Christmas in New York is a wonderful time of year. The subways are a little less crowded, the shop windows are a little brighter, and the city just feels festive. My must-see Christmas spot in New York is the Rockefeller Center Christmas Tree. I go there every year on my birthday (December 6!) to see the lit-up tree and watch the ice skaters on the rink. To me, it isn’t Christmas season until I’ve gotten my picture taken in front of the tree (I have one from every year for the past 6 years)!
From the Collections of the Museum of the City of New York.
The Rockefeller Center Christmas Tree is as old as Rockefeller Center itself – it is truly an iconic and historic part of Christmas in New York. The tradition began during the Depression-era construction of Rockefeller Center. On Christmas Eve in 1931, construction workers put up the first tree in Rockefeller Center – an adorable 20-foot balsam fir (in contrast to this year’s 85-footer!). In his book on the history of Rockefeller Center, Great Fortune, Daniel Okrent recounts that the workers decorated this first tree with “strings of cranberries, garlands of paper, and even a few tin cans.” It wasn’t much, but it brightened the workers’ Christmas spirits…and it began a long Christmas tradition that continues today.
For whatever reason (the Great Depression was probably a big part of it, and Rockefeller Center was still under construction at the time), there wasn’t a Christmas tree in 1932. But 1933 marks the first year that an “official” tree was erected – and there has been a Christmas tree in Rockefeller Center every year since! The 1933 tree was 40 feet tall (double the size of the first!). In 1936, the ice rink was added to Rockefeller Center – which definitely enhanced the visibility of the tree. The tree-lighting was first broadcast on NBC in 1951, on the Kate Smith Show.
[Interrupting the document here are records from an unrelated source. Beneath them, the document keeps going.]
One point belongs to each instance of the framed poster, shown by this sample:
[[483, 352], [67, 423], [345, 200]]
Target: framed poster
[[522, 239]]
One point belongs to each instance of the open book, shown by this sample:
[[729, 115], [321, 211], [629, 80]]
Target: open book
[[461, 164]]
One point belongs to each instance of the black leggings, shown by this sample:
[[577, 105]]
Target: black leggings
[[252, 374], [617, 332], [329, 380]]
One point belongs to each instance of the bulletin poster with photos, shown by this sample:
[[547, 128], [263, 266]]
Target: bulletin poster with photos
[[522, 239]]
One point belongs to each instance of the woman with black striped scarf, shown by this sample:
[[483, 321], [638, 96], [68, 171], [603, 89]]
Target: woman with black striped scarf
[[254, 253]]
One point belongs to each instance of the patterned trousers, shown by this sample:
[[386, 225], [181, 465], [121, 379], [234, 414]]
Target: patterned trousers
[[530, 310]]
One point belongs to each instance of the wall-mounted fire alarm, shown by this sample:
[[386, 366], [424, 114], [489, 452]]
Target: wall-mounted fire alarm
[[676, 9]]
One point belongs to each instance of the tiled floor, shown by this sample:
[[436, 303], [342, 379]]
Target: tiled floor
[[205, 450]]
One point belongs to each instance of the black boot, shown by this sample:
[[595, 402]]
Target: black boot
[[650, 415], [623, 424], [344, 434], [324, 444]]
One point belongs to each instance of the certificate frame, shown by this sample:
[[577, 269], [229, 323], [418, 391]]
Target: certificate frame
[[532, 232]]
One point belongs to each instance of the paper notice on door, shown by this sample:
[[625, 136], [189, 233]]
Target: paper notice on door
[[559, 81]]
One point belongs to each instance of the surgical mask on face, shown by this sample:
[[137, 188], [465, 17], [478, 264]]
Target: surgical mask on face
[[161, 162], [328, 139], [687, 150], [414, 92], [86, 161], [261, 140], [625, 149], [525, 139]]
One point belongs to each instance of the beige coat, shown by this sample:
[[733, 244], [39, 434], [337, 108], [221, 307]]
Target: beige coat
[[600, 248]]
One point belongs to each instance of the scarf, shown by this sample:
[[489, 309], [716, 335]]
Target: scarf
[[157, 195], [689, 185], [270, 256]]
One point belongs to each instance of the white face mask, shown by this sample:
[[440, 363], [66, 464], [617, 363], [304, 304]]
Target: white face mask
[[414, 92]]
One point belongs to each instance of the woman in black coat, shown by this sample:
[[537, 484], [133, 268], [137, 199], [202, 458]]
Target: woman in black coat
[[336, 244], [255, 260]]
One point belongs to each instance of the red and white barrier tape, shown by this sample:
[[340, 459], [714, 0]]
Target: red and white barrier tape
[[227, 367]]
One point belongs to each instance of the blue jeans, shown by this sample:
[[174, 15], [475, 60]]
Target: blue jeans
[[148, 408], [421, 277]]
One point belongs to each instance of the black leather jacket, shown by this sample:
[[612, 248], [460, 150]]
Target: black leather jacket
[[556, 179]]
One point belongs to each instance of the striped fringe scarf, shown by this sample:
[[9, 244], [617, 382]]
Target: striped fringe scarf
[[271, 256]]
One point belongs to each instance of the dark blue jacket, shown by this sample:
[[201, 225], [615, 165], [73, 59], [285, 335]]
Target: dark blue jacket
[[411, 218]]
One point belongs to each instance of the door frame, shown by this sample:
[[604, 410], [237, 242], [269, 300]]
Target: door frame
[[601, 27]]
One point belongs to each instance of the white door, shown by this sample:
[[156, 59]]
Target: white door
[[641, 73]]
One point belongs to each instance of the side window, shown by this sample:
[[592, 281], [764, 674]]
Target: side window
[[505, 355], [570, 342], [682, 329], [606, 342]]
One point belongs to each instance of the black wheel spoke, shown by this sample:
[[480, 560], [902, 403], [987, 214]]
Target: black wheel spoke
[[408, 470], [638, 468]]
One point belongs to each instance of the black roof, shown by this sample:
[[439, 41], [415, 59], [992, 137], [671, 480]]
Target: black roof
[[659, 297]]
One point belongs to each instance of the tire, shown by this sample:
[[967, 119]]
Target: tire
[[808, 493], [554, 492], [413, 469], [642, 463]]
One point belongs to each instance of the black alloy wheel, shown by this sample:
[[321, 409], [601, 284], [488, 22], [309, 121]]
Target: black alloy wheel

There were times when the Rockefeller Center Christmas Tree reflected current events in the country. During World War II (in 1942 and 1943), the tree was left unlit – and was decorated with red, white, and blue “non-essential” materials. During the 1973 oil crisis, the lights were only kept on for short periods of time.
In 2007, the tree was lit with energy-efficient LED lights – a new tradition which continues through today (this year’s tree will have 45, 000 LED lights on it!). This year’s 85-foot tree (with thousands of lights and a huge Swarovski star at the top!) is a far cry from the humble 1931 balsam fir. But there is something really special that the Christmas tree tradition is as old as Rockefeller Center itself. I can’t wait to visit the tree this year, and to add another photo to my collection!